Frau Prof. Valtin, Sie waren zwei Jahre lang Leiterin des Teams „Kinder“ im europäischen Netzwerk ELINET (European Literacy Policy Network). Was genau verbirgt sich hinter dieser Initiative und welche Schwerpunkte legten Sie bei Ihrer Arbeit?

Valtin: Das Europäische Netzwerk wurde von der EU mit 3 Millionen Euro finanziert. Ziel war, Aktionspläne zu entwickeln und Maßnahmen zu beschreiben, die geeignet sind, die große Anzahl der Kinder, Jugendlichen und Erwachsenen in Europa, die keine ausreichende Schriftsprachkompetenz aufweisen, zu verringern. Die Laufzeit des Projekts betrug zwei Jahre, von 2014 bis 2016.

In unserem Team haben wir für dreißig Länder Berichte über den Leistungsstand im Lesen und über ihre bildungspolitischen Maßnahmen erstellt – für Deutschland sind es über hundert Seiten geworden. Wir haben einen Referenzrahmen für gute Praxis entwickelt, Beispiele guter Praxis gesammelt sowie eine Europäische Erklärung des Grundrechts auf Lese- und Schreibkompetenz („Literacy“) verfasst. Auf der Netzseite von ELINET sind alle unsere Arbeitsergebnisse abrufbar (www.eli-net.eu).

Wie sieht denn eine gelungene Leseförderung nach dem ELINET-Konzept aus?

Valtin: Basierend auf der Arbeit der High Level Group of Experts on Literacy, einer Sachverständigengruppe, die von der EU einberufen worden war und der ich auch angehören durfte, betrachten wir die Förderung von Schriftsprachkompetenz als gesamtgesellschaftliche Aufgabe, an der viele Personen und Institutionen beteiligt sind. Schulische Maßnahmen sind wichtig, aber nur ein Teil der Lösung. Die in Deutschland herrschende Sprachregelung „Es kommt auf den guten Unterricht an“ wird dem Problem nicht gerecht, sondern schiebt die Verantwortung auf die Lehrkräfte. Für die Förderung der Lesekompetenz sind drei umfassende Handlungsfelder zu berücksichtigen:

(a) Schaffung einer schriftreichen Umgebung, z. B. durch Vorlesen im Elternhaus, das Angebot von kostenlosen Bibliotheken,

(b) die Verbesserung des Unterrichts und

(c) Maßnahmen zur Ermöglichung von Partizipation, Inklusion und Chancengerechtigkeit.

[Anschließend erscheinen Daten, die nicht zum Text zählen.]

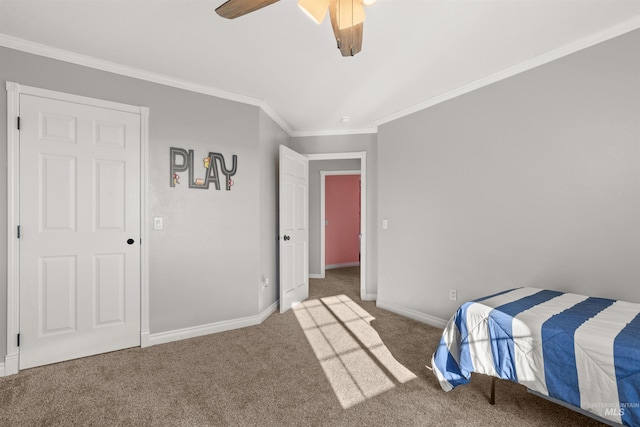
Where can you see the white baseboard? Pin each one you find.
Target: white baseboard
(412, 314)
(370, 297)
(144, 339)
(346, 264)
(211, 328)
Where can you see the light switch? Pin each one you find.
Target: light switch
(157, 223)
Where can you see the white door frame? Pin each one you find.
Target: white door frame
(11, 360)
(362, 155)
(323, 227)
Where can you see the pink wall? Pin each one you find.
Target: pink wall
(342, 211)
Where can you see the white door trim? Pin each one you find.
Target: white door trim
(323, 175)
(362, 155)
(11, 360)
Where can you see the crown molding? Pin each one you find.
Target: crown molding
(596, 38)
(137, 73)
(88, 61)
(335, 132)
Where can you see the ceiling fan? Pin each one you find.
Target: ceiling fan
(347, 17)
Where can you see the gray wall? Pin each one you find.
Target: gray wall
(343, 144)
(531, 181)
(206, 265)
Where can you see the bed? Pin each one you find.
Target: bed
(580, 350)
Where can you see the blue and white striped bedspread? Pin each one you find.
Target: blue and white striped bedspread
(584, 351)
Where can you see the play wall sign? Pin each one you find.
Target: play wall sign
(209, 170)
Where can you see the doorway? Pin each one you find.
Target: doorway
(362, 156)
(340, 241)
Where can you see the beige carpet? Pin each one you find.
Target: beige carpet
(272, 374)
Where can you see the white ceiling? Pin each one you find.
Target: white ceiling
(414, 54)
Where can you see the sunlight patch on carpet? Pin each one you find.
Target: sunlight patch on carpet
(355, 360)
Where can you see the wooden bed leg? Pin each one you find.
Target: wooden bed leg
(492, 399)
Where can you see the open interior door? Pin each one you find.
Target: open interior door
(294, 228)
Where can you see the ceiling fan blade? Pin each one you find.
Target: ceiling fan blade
(349, 39)
(235, 8)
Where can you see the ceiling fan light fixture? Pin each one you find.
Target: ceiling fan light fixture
(350, 13)
(314, 9)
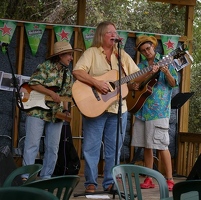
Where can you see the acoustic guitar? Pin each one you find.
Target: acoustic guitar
(92, 103)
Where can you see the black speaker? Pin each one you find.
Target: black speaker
(7, 165)
(195, 173)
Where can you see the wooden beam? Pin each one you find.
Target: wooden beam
(81, 9)
(178, 2)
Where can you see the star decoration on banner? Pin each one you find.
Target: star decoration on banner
(35, 26)
(5, 30)
(169, 44)
(63, 35)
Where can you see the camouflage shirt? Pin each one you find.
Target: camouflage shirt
(48, 75)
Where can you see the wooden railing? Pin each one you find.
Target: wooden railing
(189, 149)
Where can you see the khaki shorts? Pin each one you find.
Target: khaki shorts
(151, 134)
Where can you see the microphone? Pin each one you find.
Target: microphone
(3, 44)
(118, 40)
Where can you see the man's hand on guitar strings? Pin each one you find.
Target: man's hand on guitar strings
(164, 69)
(155, 68)
(135, 86)
(55, 97)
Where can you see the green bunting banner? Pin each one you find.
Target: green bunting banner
(7, 28)
(63, 33)
(88, 35)
(123, 35)
(169, 43)
(34, 34)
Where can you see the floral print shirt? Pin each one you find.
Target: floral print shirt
(48, 75)
(157, 105)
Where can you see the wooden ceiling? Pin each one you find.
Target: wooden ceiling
(178, 2)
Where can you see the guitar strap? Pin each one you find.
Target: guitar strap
(117, 56)
(64, 76)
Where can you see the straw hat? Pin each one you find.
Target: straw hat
(144, 38)
(62, 47)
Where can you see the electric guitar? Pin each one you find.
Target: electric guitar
(32, 99)
(136, 99)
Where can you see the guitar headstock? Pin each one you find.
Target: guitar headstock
(166, 60)
(180, 52)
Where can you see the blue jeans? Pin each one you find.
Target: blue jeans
(34, 131)
(95, 130)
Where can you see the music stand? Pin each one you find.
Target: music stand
(176, 103)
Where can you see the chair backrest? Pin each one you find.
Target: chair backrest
(22, 193)
(31, 170)
(190, 189)
(61, 186)
(127, 180)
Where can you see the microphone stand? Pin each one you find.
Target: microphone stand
(16, 94)
(113, 191)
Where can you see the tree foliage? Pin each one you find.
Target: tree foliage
(131, 15)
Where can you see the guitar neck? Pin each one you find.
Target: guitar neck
(63, 98)
(130, 77)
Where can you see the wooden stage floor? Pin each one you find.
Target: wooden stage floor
(148, 194)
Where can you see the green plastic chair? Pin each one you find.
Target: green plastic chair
(22, 193)
(190, 189)
(60, 186)
(127, 181)
(32, 170)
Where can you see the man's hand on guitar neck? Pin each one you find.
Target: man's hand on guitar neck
(155, 69)
(39, 88)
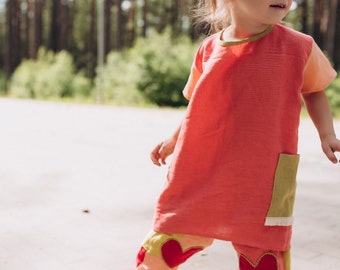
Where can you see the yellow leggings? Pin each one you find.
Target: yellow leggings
(168, 251)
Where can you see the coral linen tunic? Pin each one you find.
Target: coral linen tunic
(232, 176)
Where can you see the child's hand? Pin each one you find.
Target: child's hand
(162, 151)
(330, 145)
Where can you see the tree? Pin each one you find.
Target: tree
(12, 45)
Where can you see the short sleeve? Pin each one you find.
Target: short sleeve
(318, 72)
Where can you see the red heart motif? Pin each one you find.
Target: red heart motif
(173, 254)
(141, 256)
(266, 262)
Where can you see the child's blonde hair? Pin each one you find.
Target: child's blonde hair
(213, 12)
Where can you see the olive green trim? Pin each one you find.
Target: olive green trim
(281, 207)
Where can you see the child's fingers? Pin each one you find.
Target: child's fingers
(155, 155)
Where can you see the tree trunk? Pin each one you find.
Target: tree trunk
(107, 31)
(145, 18)
(317, 25)
(331, 27)
(336, 58)
(118, 37)
(34, 15)
(12, 50)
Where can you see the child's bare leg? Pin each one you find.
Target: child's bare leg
(254, 258)
(167, 251)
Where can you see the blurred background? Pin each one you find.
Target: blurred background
(125, 52)
(78, 188)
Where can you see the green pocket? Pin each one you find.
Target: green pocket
(281, 207)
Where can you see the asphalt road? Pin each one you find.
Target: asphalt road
(78, 190)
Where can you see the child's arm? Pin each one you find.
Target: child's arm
(319, 110)
(165, 149)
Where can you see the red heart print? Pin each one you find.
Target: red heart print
(173, 254)
(141, 256)
(266, 262)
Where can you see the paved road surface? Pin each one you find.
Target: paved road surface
(78, 190)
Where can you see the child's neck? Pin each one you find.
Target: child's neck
(237, 33)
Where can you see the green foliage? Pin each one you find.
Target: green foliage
(164, 65)
(333, 93)
(50, 76)
(120, 77)
(2, 83)
(154, 70)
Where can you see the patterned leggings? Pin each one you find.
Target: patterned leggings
(168, 251)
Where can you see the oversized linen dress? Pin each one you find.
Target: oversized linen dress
(233, 173)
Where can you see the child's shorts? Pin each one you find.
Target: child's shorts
(168, 251)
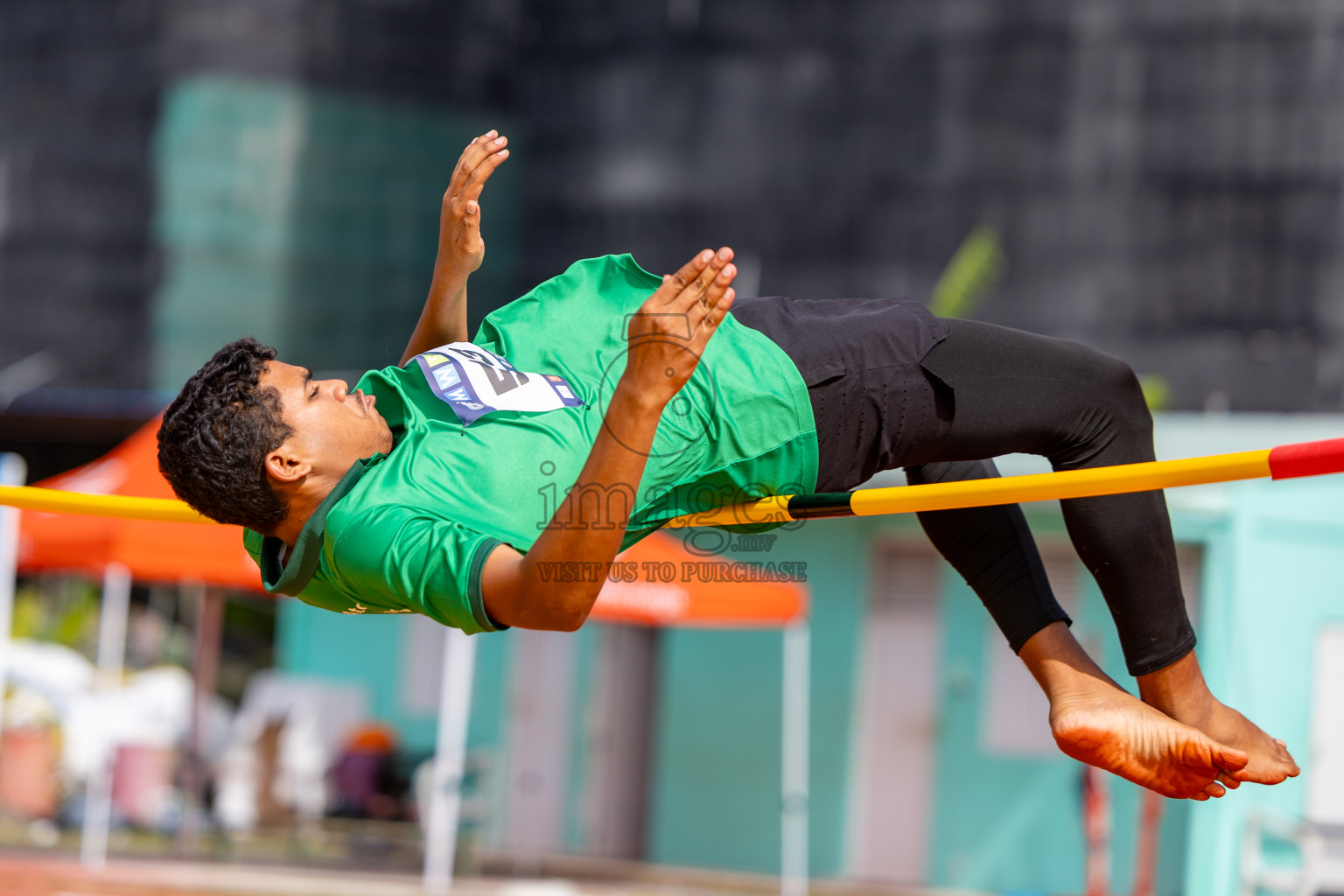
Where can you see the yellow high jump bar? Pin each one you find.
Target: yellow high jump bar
(1285, 461)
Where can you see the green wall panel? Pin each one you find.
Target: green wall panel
(310, 220)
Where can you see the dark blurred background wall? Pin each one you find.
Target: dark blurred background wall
(1164, 178)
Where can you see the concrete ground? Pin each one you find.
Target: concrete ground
(35, 875)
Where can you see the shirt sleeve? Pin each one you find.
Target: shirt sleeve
(414, 560)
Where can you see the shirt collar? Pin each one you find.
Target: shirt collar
(293, 577)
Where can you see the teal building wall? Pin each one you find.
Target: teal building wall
(1270, 559)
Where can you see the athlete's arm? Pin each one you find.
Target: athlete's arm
(460, 246)
(660, 360)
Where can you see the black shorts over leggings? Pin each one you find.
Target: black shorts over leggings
(892, 386)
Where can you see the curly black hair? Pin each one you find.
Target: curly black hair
(217, 433)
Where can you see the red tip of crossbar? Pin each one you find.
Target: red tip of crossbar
(1306, 458)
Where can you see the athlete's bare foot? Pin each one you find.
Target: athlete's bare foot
(1110, 728)
(1180, 692)
(1095, 720)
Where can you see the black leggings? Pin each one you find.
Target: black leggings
(1019, 393)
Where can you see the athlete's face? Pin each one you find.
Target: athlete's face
(332, 426)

Welche Beispiele guter Praxis haben Sie in Deutschland gefunden?

Valtin: Im Bereich der frühkindlichen Bildung gibt es in Hamburg das Projekt „Family Literacy“, das Eltern die enorme Bedeutung des Vorlesens verdeutlicht. Auch das Projekt „Mein Papa liest vor“, das eine stärkere Beteiligung der Väter als Lesemodell vorsieht, verdient ein Lob. In Baden-Württemberg gibt es obligatorische Sprachstandserhebungen mit anschließender Förderung, sofern ein Bedarf besteht. Das Frankfurter Kita-Programm zielt darauf, durch Schaffung einer schriftreichen Umgebung Kinder zum Lesen und Schreibenlernen in der Schule zu motivieren. Derartige ganzheitliche Programme sind eine klare Absage an isolierte Trainingsprogramme, wie sie derzeit in einigen Bundesländern verbreitet sind.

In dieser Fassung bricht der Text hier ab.